A few thoughts following the 100th meeting of the Western Society of Naturalists
Monterey, CA; 11-13 November 2016
Photo: A few of the past and present Raimondi-Carr Lab members at WSN 2016.
Two of the invited talks from WSN stand out to me. First, Jackie Sones won this year’s Naturalist of the Year and gave an inspiring speech on the study of natural history. A lifelong naturalist, Jackie discussed ways that she inspires others through her love of nature. Second, Jim Estes gave the closing keynote at the 100th anniversary of the Western Society of Naturalists. He used stories to discuss his serendipitous career in marine ecology. After the meeting, I’m still thinking about two things he said. Jim – a highly respected figure in ecology – told nascent ecologists that our science does not need to be hypothesis driven. I’ll repeat that. We don’t need to have hypotheses going into every study that we do! As someone who often learns best through simple observation, this was so reassuring. This doesn’t mean to me that hypotheses aren’t important for structuring science, simply that there is more than one path to discovery. He also made the point that the study of natural history is an amorphous thing. Natural history doesn’t have to simply mean being an expert in the taxonomy of organisms. Being in nature, observing and internalizing patterns and processes is also natural history. As always, I walk away from WSN with a renewed motivation to spend time in nature, watching and learning from ecology in action.
Imposter Syndrome has a perhaps too-close-to-home meaning for many graduate students. Like many, I go through periods of doubting my own ideas, interests and conclusions. However, the meeting of ecologists in Monterey this weekend helped to assuage these doubts. I met a recent faculty hire who is thinking about some of the same pelagic-nearshore marine connectivity questions that I’ve been thinking about for years. This seems minor, but was surprisingly affirming. So affirming, that I’m now considering writing a synthesis about what we know and don’t know on the topic!

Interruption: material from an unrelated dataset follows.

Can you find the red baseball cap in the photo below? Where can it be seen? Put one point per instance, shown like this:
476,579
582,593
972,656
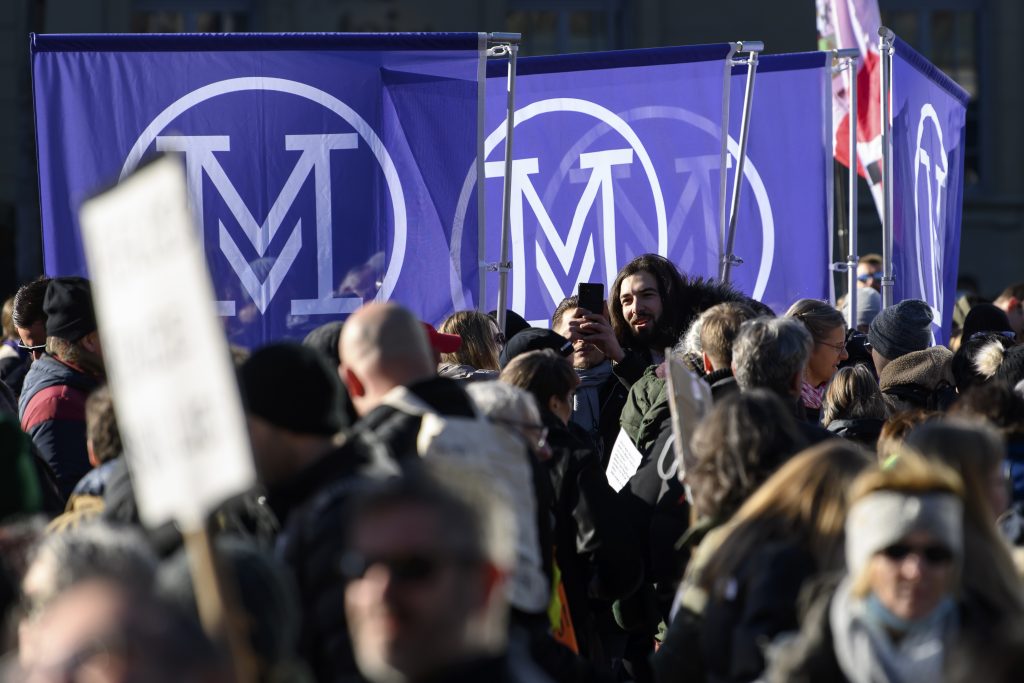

100 years is a long time! This society has promoted the study of natural history on the West coast, and members have been incredibly influential in shaping the larger field of ecology. I now find myself grappling with what I think the future of the Western Society of Naturalists should be. I think that maintaining a focus on natural history (in an era when mathematical models and global syntheses often fill top journals) is essential. To lose this focus and the inspiration that it gives to me would be a shame. But, what else could the future of WSN look like? Could the society use its large, influential membership to encourage diversity in ecology (more on this below), encourage open and reproducible science, or shape relevant marine policy? Faced with collapsing fisheries, large-scale coastal habitat degradation and difficult decisions regarding marine use, should WSN continue to shy away from advocacy? I’m not sure how this would look (and certainly acknowledge that advocacy from respected scientists is risky), but I’m now pondering if there are issues today that warrant this risk.
WOMEN IN ECOLOGY
As part of the 100th anniversary celebration, President Jay Stachowicz solicited recommendations and votes for the 100 most influential papers in the field of ecology to-date. On Saturday night, he presented the results, and the top papers are all certainly deserving of accolade. However, I came away from the presentation deflated. Not a single paper discussed was first-authored by a woman. While I understand that we can’t change the history of the sciences (few women, dominated by rich white men), we can make a conscious effort not to overlook contributions made by women now (how were Jane Lubchenco’s papers not mentioned?!). I am disappointed that Dr. Stachowicz didn’t think to acknowledge that men may have been the history of the field, but that moving forward and tackling the wicked ecological problems of today will take a much more diverse set of minds, including the minds of the many women in ecology.